The platform also introduces emerging questions around derivative model ownership and downstream commercialization rights. If developers fine-tune AIKosh-hosted models or build applications on top of sovereign datasets, the boundaries of ownership, licensing rights, and patent eligibility may become increasingly complex. These issues remain largely unresolved under current Indian IP jurisprudence and may eventually require dedicated regulatory or judicial clarification.
In that sense, AIKosh is not merely functioning as a technology repository. It is gradually becoming part of the legal and strategic infrastructure that could shape the future of AI innovation, competition, and intellectual property in India.
Sectoral Spotlight: Healthcare and Agriculture
AIKosh’s 20-sector taxonomy includes two areas where AI patent activity in India is most intense and where AIKosh-hosted resources are actively being deployed.
In healthcare, AI-powered diagnostic tools, drug discovery models, and medical imaging classifiers represent significant patentable innovation opportunities. IIT Madras researchers have separately developed AI-based mathematical models for identifying cancer-causing cellular alterations a class of innovation now more readily commercially viable given the 2025 CRI Guidelines.
In agriculture, crop yield optimisation models and pest detection systems built on localised datasets represent a frontier of India-specific AI innovation with limited prior art in global databases, a favourable environment for patent filing.

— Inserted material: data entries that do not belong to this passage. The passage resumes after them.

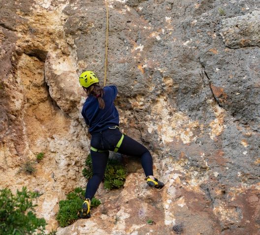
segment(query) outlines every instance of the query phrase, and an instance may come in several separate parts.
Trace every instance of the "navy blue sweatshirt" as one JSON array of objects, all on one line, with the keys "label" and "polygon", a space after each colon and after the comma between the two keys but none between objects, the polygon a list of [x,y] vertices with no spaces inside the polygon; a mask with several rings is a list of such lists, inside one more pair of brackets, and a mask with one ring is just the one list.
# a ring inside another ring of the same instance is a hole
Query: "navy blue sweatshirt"
[{"label": "navy blue sweatshirt", "polygon": [[91,134],[119,125],[119,115],[114,104],[117,88],[115,86],[109,86],[105,87],[103,89],[104,92],[102,98],[105,101],[105,108],[100,109],[98,99],[91,95],[85,101],[81,112],[86,123],[89,126],[89,132]]}]

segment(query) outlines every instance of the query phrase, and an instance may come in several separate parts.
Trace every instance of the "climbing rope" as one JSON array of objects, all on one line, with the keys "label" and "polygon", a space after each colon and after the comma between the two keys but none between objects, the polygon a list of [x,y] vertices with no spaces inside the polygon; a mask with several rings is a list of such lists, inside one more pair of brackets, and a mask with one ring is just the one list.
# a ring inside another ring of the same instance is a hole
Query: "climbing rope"
[{"label": "climbing rope", "polygon": [[107,47],[108,45],[108,0],[105,0],[106,2],[106,44],[105,44],[105,72],[104,75],[104,87],[105,86],[106,82],[106,67],[107,65]]}]

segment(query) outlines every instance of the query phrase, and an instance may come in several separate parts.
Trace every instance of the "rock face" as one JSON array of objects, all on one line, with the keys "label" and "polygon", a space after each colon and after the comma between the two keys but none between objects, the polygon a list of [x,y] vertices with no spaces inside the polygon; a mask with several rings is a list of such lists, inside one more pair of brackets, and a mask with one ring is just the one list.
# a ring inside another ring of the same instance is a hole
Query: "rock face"
[{"label": "rock face", "polygon": [[[260,234],[259,1],[108,3],[121,127],[151,150],[165,186],[148,188],[124,157],[124,188],[101,185],[92,218],[58,234]],[[49,230],[59,201],[85,185],[78,76],[92,70],[103,81],[105,25],[103,1],[0,2],[1,187],[42,193]],[[17,174],[41,151],[34,175]]]}]

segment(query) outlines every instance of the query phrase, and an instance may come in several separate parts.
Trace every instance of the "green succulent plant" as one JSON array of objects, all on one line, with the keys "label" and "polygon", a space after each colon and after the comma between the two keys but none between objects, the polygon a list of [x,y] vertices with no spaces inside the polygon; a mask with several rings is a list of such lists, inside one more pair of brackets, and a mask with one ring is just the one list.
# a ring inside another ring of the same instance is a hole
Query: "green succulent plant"
[{"label": "green succulent plant", "polygon": [[[90,178],[93,176],[92,163],[90,154],[86,160],[86,167],[82,171],[83,176]],[[116,159],[108,159],[104,177],[104,186],[107,189],[119,188],[124,185],[126,172],[123,166]]]}]

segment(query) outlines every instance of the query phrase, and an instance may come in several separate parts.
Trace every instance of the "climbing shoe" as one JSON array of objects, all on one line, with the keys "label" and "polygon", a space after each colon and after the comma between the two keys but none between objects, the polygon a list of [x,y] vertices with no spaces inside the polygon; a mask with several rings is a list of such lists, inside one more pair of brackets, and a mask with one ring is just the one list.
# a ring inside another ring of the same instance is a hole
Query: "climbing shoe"
[{"label": "climbing shoe", "polygon": [[80,212],[80,218],[81,219],[88,219],[90,217],[90,200],[86,199],[82,205],[82,208]]},{"label": "climbing shoe", "polygon": [[148,176],[145,178],[145,180],[146,180],[147,184],[150,187],[160,189],[164,186],[164,184],[162,182],[158,180],[156,178],[153,179]]}]

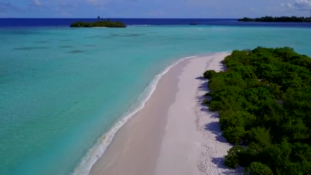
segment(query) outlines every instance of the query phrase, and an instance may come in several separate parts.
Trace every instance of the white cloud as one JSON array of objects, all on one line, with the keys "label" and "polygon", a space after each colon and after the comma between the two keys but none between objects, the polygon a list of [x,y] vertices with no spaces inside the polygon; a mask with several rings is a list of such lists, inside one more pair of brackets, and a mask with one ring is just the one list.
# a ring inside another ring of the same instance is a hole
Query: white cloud
[{"label": "white cloud", "polygon": [[296,0],[293,3],[287,4],[287,6],[289,8],[298,10],[310,10],[310,8],[311,8],[311,0]]}]

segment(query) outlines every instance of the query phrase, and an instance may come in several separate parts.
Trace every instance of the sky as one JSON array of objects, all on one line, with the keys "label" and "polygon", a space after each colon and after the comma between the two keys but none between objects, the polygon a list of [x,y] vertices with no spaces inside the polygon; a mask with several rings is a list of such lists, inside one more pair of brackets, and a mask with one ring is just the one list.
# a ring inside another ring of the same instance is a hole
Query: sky
[{"label": "sky", "polygon": [[0,17],[309,17],[311,0],[0,0]]}]

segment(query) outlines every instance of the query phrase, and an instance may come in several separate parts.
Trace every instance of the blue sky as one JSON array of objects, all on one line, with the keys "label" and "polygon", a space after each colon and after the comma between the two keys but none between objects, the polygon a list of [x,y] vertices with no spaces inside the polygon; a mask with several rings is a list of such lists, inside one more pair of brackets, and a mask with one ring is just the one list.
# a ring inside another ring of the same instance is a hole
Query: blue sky
[{"label": "blue sky", "polygon": [[311,0],[0,0],[0,17],[308,16],[310,7]]}]

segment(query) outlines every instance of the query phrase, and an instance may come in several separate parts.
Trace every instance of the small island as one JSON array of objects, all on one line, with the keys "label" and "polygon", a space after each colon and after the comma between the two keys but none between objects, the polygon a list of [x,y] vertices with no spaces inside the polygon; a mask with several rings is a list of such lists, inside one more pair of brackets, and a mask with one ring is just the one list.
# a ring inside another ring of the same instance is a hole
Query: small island
[{"label": "small island", "polygon": [[258,17],[255,18],[251,18],[245,17],[243,18],[238,19],[237,20],[238,21],[243,22],[310,23],[311,22],[311,17],[297,17],[294,16],[293,16],[292,17],[272,17],[266,16],[265,17]]},{"label": "small island", "polygon": [[112,21],[109,18],[106,20],[100,19],[99,16],[98,21],[94,22],[78,21],[72,24],[70,27],[109,27],[109,28],[126,28],[126,25],[120,21]]}]

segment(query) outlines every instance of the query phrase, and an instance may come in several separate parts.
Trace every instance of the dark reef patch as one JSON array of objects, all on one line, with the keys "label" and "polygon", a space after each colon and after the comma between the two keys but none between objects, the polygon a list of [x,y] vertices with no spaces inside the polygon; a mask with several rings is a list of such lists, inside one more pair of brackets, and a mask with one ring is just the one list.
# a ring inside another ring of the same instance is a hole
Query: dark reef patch
[{"label": "dark reef patch", "polygon": [[111,35],[113,36],[117,37],[130,37],[142,35],[142,34],[139,33],[113,33]]},{"label": "dark reef patch", "polygon": [[73,47],[72,46],[60,46],[58,47],[59,48],[71,48],[72,47]]},{"label": "dark reef patch", "polygon": [[95,47],[95,46],[96,46],[96,45],[83,45],[83,46],[84,46],[84,47]]},{"label": "dark reef patch", "polygon": [[16,48],[13,49],[13,50],[28,51],[28,50],[35,50],[35,49],[49,49],[49,48],[47,47],[22,47],[22,48]]},{"label": "dark reef patch", "polygon": [[36,41],[35,43],[49,43],[50,41]]},{"label": "dark reef patch", "polygon": [[85,51],[82,51],[81,50],[74,50],[73,51],[71,51],[70,52],[69,52],[69,53],[83,53],[83,52],[85,52]]}]

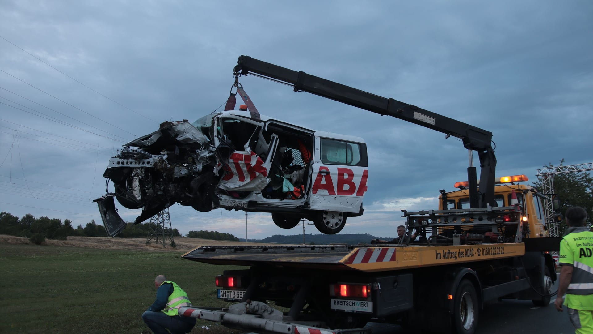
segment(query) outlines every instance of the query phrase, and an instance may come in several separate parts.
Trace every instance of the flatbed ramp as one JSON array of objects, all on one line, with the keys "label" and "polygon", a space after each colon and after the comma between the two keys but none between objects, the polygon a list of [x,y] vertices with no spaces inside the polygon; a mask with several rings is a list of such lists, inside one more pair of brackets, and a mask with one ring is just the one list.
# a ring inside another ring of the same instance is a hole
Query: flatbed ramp
[{"label": "flatbed ramp", "polygon": [[319,245],[202,246],[181,257],[212,264],[270,264],[365,272],[521,256],[523,243],[461,245]]}]

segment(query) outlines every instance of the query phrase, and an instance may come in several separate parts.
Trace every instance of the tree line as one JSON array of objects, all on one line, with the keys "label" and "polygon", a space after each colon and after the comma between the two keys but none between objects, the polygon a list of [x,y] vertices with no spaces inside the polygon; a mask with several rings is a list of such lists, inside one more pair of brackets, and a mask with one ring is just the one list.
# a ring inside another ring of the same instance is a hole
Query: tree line
[{"label": "tree line", "polygon": [[210,239],[212,240],[229,240],[238,241],[239,238],[228,233],[221,233],[217,231],[190,231],[186,234],[186,237],[197,238],[199,239]]},{"label": "tree line", "polygon": [[[116,237],[122,238],[145,237],[150,228],[155,229],[154,223],[144,223],[127,226]],[[19,218],[8,212],[0,212],[0,234],[8,234],[15,237],[30,238],[34,234],[42,234],[48,239],[65,240],[67,237],[107,237],[107,234],[102,224],[95,223],[94,219],[87,223],[84,227],[79,224],[76,228],[72,226],[72,220],[59,218],[49,218],[46,216],[36,218],[27,213]],[[173,237],[181,237],[176,228],[173,231]]]}]

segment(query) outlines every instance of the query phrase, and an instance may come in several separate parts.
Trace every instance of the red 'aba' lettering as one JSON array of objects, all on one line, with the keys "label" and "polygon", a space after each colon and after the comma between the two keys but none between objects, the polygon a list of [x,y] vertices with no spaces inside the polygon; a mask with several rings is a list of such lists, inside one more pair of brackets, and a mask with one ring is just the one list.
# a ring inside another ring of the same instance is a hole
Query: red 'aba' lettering
[{"label": "red 'aba' lettering", "polygon": [[[313,184],[313,193],[317,194],[318,190],[325,189],[327,191],[329,194],[335,195],[336,192],[333,190],[333,181],[331,181],[331,177],[330,176],[329,173],[322,174],[320,172],[321,171],[330,171],[329,169],[325,166],[319,166],[319,171],[317,172],[317,177],[315,178],[315,183]],[[324,182],[323,183],[321,183],[322,181]]]},{"label": "red 'aba' lettering", "polygon": [[[337,168],[337,189],[336,193],[338,195],[349,196],[353,195],[356,190],[356,185],[352,182],[354,179],[354,173],[347,168]],[[348,189],[344,188],[348,186]]]},{"label": "red 'aba' lettering", "polygon": [[317,176],[313,183],[313,193],[317,194],[319,190],[326,190],[329,195],[340,195],[350,196],[356,193],[357,196],[362,196],[366,191],[366,179],[368,178],[368,171],[365,169],[361,178],[358,190],[356,190],[356,184],[354,182],[354,172],[349,168],[337,168],[337,187],[334,186],[333,180],[329,174],[322,174],[321,171],[329,172],[330,170],[325,166],[320,166]]}]

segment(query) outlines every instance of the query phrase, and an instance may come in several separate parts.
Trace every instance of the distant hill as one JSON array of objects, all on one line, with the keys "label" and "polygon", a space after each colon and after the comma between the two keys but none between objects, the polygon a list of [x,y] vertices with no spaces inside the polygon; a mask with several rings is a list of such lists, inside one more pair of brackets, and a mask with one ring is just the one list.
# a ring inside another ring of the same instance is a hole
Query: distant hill
[{"label": "distant hill", "polygon": [[[305,234],[305,244],[315,245],[327,245],[328,244],[368,244],[372,239],[382,239],[391,240],[393,237],[375,237],[368,233],[359,234]],[[245,238],[239,238],[241,241],[245,241]],[[262,242],[266,244],[299,244],[303,243],[302,234],[294,235],[280,235],[275,234],[264,239],[249,239],[250,242]]]}]

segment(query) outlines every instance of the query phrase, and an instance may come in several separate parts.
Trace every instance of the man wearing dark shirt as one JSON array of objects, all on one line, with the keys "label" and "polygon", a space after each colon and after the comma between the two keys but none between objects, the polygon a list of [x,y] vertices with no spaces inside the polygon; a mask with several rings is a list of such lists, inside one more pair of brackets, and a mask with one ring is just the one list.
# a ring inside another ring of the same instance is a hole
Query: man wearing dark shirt
[{"label": "man wearing dark shirt", "polygon": [[164,275],[154,279],[157,300],[142,314],[142,320],[155,334],[189,333],[196,324],[196,319],[177,314],[181,306],[192,306],[187,294],[174,282],[167,281]]}]

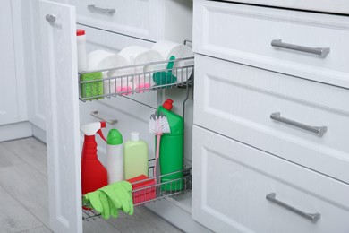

What Organisations Should Do Now
AIKosh is not just a data platform. It is a policy signal and an infrastructure investment that will directly shape the competitive landscape for AI IP in India over the next decade. For organisations active in the Indian AI innovation space, the immediate priorities are:
- Audit your models against AIKosh’s repository. Before filing any AI-related patent application, conduct a freedom-to-operate review against AIKosh-hosted models and datasets. The platform is searchable, and the models it hosts represent an increasingly material body of prior art.
- Sequence contributions carefully. If your organisation is considering contributing datasets or models to AIKosh for visibility, collaboration, or regulatory goodwill file provisional patent applications before any public disclosure.
- Leverage the 2025 CRI Guidelines. The new technical-effect standard is a genuine opportunity. AI innovations that previously faced Section 3(k) rejections may now be prosecutable, but applications must be carefully drafted to demonstrate concrete technical advancement, not merely algorithmic novelty.
- Participate in AIKosh’s ecosystem actively. The platform hosts innovation challenges (IndiaAI Innovation Challenge 2026), offers AI sandbox access, and provides API-based integration with government datasets. Early engagement positions organisations to shape the data and model assets that become foundational to the next generation of AI IP in India.
Conclusion
AIKosh represents a decisive step in India’s ambition to build sovereign, inclusive, and innovation-generating AI infrastructure. It is becoming the reference platform for AI development in India.
For the IP community, its significance goes beyond technology policy. It is reshaping the prior art landscape, introducing new open-access model repositories that will influence patent prosecution, and creating novel questions of ownership and attribution that Indian law has not yet fully answered.
The organisations that will lead the next wave of AI innovation and protect it effectively are those that understand AIKosh not merely as a government scheme, but as a structural feature of the Indian IP landscape that must be incorporated into every AI patent strategy from this point forward.